MEPs have pointed out that videos used for the YouTube campaign, #heartofdarkness, which is co-funded by the EU’s Internal Security Fund (ISF) could in fact “… be considered as a recruitment tool for groups such as ISIS”.

Those who watch the short spot videos which appear on the website, whose aim is to prevent radicalisation among youth, are likely to be confused or misled about basic concepts related to extremism and its root-causes, while finding no significant information on how to stop it. Even the campaign’s name, taken from Joseph Conrad’s dystopian novella, is open to misinterpretation, as it could be perceived as a call for adventure rather than being a radicalisation prevention tool.

The site could actually be interpreted as justifying radicalisation, using the “victimhood” narrative by showcasing the “terrible life” of  Syrian and other refugees in Europe, praising the heroism of foreign fighters, showing violent and graphic images of terror attacks and benign images of foreign fighters carrying ISIS flags, as well as recurring images of suffering children in Iraq and Syria, a tool often used by extremists to incite anger during the recruitment process.

It is quite shocking to watch the rap music video entitled ‘A New World’, which sounds like a eulogy to terrorists, chanting: “In the name of a right God, I will have my revenge. Terrify a world that doesn’t respect me”.

One of the videos named “Media War” refers to the normalisation of violence and shows a youngster playing a violent video game, where he sees an Isis pop-up message on screen: “Stop playing. Come and fight with us – that is your REAL mission!” and is, presumably, recruited.

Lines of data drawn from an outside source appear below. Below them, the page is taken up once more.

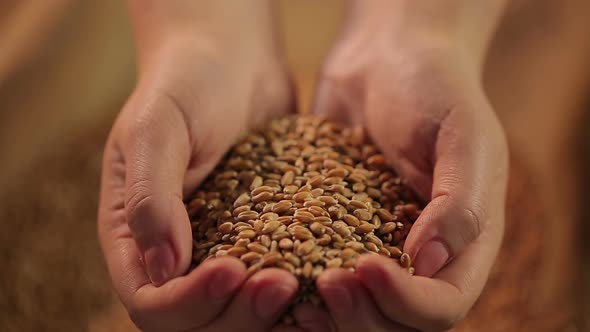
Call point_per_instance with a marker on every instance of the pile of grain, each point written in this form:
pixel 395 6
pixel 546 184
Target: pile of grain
pixel 303 195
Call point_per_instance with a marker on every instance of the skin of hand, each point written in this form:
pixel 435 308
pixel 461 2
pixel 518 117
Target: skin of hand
pixel 201 84
pixel 412 76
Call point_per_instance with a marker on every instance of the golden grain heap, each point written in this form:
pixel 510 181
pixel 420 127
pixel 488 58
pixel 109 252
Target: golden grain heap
pixel 304 194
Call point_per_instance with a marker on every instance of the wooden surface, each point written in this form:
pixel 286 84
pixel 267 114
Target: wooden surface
pixel 56 107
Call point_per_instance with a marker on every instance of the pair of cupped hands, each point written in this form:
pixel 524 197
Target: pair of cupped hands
pixel 421 100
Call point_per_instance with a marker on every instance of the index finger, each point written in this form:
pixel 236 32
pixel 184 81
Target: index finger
pixel 181 303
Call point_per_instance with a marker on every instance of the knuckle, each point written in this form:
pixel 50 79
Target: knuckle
pixel 137 201
pixel 446 321
pixel 141 317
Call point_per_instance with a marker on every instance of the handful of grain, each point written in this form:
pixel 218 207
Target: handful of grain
pixel 303 195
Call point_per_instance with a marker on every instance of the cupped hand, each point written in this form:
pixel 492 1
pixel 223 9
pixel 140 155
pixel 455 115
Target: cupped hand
pixel 190 104
pixel 423 103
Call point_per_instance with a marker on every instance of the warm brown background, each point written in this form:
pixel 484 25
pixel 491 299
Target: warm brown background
pixel 66 67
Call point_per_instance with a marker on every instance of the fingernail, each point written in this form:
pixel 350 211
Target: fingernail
pixel 431 258
pixel 271 299
pixel 223 284
pixel 339 300
pixel 159 261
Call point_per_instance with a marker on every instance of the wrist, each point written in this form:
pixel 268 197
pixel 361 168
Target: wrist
pixel 459 26
pixel 231 31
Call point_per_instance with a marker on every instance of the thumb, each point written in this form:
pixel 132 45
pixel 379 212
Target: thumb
pixel 157 154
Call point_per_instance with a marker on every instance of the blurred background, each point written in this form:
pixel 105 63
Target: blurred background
pixel 66 68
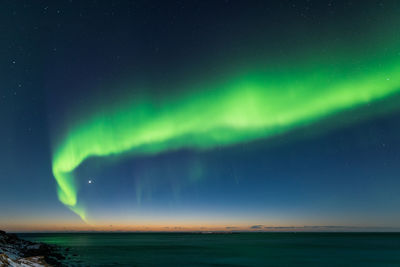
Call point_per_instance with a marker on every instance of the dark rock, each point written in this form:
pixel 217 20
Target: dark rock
pixel 27 249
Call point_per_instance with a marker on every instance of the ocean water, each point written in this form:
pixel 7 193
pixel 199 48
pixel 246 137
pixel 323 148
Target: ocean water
pixel 237 249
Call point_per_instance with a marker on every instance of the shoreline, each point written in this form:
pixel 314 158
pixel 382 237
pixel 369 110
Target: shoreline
pixel 15 252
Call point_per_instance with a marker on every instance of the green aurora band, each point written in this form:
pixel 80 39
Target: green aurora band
pixel 258 104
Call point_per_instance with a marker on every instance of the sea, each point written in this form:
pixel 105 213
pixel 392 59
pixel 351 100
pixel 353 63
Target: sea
pixel 226 249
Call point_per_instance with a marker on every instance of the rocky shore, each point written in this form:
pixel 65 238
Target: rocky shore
pixel 17 252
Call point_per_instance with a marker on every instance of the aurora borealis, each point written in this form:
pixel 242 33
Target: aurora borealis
pixel 223 113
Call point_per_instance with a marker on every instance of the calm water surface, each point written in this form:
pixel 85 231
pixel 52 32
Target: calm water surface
pixel 238 249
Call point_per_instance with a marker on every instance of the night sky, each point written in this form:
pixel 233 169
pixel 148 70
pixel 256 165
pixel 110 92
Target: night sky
pixel 199 115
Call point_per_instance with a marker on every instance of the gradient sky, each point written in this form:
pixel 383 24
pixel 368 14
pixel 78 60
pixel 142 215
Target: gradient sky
pixel 194 115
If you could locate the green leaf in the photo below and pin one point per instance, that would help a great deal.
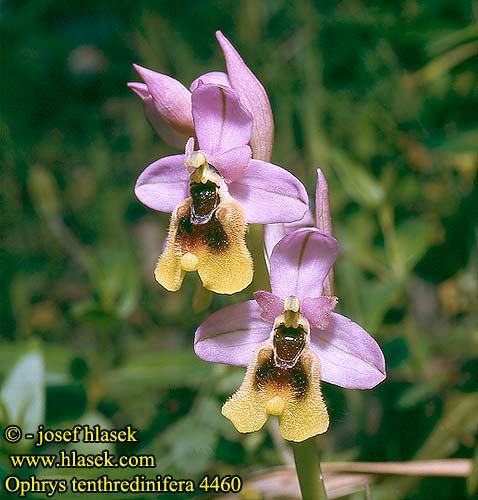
(376, 299)
(23, 393)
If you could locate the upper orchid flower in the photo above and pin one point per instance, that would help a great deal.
(273, 233)
(168, 106)
(291, 339)
(214, 192)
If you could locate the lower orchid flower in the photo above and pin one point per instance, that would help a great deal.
(290, 340)
(213, 193)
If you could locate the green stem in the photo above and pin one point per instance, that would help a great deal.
(308, 469)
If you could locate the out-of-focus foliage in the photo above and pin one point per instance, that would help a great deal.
(381, 95)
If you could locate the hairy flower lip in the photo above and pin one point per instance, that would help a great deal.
(349, 356)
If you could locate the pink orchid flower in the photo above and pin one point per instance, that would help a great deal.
(214, 192)
(291, 339)
(168, 106)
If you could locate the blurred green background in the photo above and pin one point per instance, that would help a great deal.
(381, 95)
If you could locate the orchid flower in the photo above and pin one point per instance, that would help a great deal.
(290, 340)
(214, 192)
(273, 233)
(168, 106)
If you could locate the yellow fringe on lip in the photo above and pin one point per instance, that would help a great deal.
(227, 269)
(299, 417)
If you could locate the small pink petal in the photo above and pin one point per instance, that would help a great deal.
(269, 194)
(220, 120)
(232, 163)
(317, 310)
(300, 262)
(231, 335)
(172, 100)
(170, 135)
(271, 305)
(254, 97)
(349, 356)
(214, 77)
(273, 233)
(163, 184)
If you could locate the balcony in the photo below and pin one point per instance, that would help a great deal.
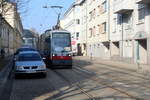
(143, 1)
(123, 6)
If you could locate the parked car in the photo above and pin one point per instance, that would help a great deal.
(29, 62)
(21, 50)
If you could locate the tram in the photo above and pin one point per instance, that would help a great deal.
(57, 48)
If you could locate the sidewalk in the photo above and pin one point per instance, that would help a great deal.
(4, 62)
(143, 69)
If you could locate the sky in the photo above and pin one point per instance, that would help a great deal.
(40, 18)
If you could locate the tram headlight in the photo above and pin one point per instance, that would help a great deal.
(69, 55)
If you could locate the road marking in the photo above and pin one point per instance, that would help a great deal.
(46, 96)
(84, 70)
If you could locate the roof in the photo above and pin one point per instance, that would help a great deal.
(60, 31)
(28, 34)
(25, 52)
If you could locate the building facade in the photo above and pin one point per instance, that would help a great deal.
(113, 29)
(98, 28)
(72, 23)
(10, 28)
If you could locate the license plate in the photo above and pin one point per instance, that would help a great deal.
(31, 71)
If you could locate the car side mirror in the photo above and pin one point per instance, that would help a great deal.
(15, 59)
(43, 58)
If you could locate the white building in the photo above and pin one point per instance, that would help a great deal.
(72, 23)
(129, 36)
(98, 28)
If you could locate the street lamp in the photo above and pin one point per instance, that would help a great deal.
(58, 18)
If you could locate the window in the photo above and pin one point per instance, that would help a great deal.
(91, 32)
(141, 13)
(104, 7)
(104, 27)
(77, 34)
(128, 20)
(94, 13)
(78, 21)
(94, 31)
(90, 16)
(115, 23)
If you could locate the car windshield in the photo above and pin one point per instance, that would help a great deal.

Another video entitled “Take a Stand” calls for action because “… to do nothing is not acceptable” and shows an EU citizen burning his passport to join the ranks of ISIS fighters.

The website contains a video on jihad, which depicts the Muslim Brotherhood as ‘pacifist’, distancing itself from the overtly violent teachings of Sayyid Qutb. The video, however, fails to underline the link between the founding ideology of the Muslim Brotherhood and violent extremism, thus minimising the organisation’s role in the radicalisation process. Furthermore, there is no reference to the founder of the Brotherhood, Hassan Al Bana, who made violent jihad a cornerstone of the organisation, with the ultimate goal of creating a Caliphate.

In many of the videos, one can read the words: “Once you choose violence, there is no going back.” One can only wonder how this message can be interpreted. Should violence be offered as a choice to young people? Could “no going back” be misinterpreted as a good thing as extremists claim that theirs is the ‘right way’?

It is unclear why the EU has decided to co-fund this project which not only promotes confusing ideas about radicalisation but, it can be argued, effectively encourages it. Rather than contributing to the justification of terrorist acts by fuelling feelings of frustration, discrimination and anger, EU-funded projects need to focus on the integration of European youth by increasing their sense of belonging, understanding better their needs and providing alternatives to violence and ensuring family, peer and community support. If not, the EU’s anti-radicalisation efforts risk becoming all talk.